Glycophorin A: Band 3 aid

Band 3 (B3) is a major site of cytoskeletal attachment to the erythrocyte membrane and is important for gas exchange. A truncated isoform of B3 (kB3) is expressed in the α-intercalated cells of the kidney and its functional activity and basolateral localization are essential for acid secretion. B3 mutations generally lead to red blood cell (RBC) specific disease (hereditary spherocytosis (HS), Southeast Asian Ovalocytosis or hereditary stomatocytosis) or kidney disease (distal Renal Tubular Acidosis—dRTA). It is rare for both the RBC and kidney disease phenotypes to co-exist, but this does occur in knockout mice, and also in humans (B3 Coimbra and B3 Courcouronne) or cattle with homozygous HS mutations. This is because RBCs express a B3 chaperone-like molecule in the form of Glycophorin A that can rescue the majority of B3 mutations that cause dRTA but probably not the majority of HS mutations.

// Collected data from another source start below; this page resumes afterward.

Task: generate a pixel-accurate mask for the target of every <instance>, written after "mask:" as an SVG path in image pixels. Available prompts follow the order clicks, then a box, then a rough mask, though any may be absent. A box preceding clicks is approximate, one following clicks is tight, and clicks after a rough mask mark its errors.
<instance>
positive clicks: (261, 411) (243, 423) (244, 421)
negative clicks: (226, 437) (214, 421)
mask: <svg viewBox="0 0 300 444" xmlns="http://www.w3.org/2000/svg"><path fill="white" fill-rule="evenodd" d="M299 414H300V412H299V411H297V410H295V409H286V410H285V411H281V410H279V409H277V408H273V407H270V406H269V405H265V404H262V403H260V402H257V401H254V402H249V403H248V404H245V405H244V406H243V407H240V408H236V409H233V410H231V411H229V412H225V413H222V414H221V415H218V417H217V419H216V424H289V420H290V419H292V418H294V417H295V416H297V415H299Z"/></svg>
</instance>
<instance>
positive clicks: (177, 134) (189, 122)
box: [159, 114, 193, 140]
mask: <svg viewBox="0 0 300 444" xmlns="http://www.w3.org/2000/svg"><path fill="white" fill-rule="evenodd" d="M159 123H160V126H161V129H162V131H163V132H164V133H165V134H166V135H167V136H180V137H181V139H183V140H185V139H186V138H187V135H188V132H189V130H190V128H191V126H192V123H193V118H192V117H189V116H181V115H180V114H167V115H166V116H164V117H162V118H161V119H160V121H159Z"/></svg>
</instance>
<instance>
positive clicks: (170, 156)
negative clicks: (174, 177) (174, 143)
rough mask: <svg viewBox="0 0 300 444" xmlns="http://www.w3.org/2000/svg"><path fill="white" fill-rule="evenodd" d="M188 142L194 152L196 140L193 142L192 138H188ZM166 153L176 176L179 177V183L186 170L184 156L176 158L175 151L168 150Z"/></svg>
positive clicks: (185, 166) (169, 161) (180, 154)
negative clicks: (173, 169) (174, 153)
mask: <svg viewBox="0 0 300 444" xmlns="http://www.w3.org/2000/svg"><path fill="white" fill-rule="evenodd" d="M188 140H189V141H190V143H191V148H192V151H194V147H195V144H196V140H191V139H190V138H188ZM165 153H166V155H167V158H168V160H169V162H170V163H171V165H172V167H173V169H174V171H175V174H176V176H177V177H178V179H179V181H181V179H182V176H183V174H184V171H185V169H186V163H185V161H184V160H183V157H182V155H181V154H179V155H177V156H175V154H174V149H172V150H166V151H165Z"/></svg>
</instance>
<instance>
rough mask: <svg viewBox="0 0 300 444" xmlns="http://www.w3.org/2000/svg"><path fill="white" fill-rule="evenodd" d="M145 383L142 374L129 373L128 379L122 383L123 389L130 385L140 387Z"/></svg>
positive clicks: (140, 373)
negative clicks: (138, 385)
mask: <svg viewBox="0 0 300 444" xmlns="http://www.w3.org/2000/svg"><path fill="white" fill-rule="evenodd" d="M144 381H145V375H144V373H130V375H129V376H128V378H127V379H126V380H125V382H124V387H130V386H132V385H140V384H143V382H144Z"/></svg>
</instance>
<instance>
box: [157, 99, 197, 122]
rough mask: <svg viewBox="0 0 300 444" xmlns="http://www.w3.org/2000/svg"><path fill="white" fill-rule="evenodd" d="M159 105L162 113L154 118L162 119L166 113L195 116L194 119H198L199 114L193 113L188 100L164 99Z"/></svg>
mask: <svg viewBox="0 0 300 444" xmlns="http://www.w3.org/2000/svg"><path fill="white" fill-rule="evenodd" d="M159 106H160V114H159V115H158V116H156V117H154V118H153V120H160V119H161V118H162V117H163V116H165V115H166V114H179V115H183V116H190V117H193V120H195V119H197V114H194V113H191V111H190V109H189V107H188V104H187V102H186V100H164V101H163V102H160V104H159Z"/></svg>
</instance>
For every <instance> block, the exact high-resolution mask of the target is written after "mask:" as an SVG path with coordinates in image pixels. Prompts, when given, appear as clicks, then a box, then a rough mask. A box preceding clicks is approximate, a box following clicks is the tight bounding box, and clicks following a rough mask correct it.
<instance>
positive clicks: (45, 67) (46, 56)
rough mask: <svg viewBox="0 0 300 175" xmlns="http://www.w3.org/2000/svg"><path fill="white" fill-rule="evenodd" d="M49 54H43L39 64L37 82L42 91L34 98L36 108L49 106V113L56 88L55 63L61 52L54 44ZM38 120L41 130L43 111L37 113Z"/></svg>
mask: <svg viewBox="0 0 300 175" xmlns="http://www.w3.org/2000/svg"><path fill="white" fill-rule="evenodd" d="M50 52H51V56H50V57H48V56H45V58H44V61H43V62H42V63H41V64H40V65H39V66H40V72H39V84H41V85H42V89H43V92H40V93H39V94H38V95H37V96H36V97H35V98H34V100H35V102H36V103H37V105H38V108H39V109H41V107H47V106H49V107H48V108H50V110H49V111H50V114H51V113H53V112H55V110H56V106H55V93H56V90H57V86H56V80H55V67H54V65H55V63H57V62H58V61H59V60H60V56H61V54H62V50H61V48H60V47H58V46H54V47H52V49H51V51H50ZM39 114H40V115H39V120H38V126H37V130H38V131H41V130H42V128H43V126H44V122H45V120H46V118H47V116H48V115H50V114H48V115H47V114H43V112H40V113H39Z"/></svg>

The study of naturally occurring B3 variant blood and expression of B3 or kB3 mutants in heterologous expression systems has provided valuable information concerning B3 trafficking and interactions in the RBC and kidney. This article will review these studies and comment on our current understanding of the interaction between GPA with B3 and also on the proposed B3 centred macrocomplex.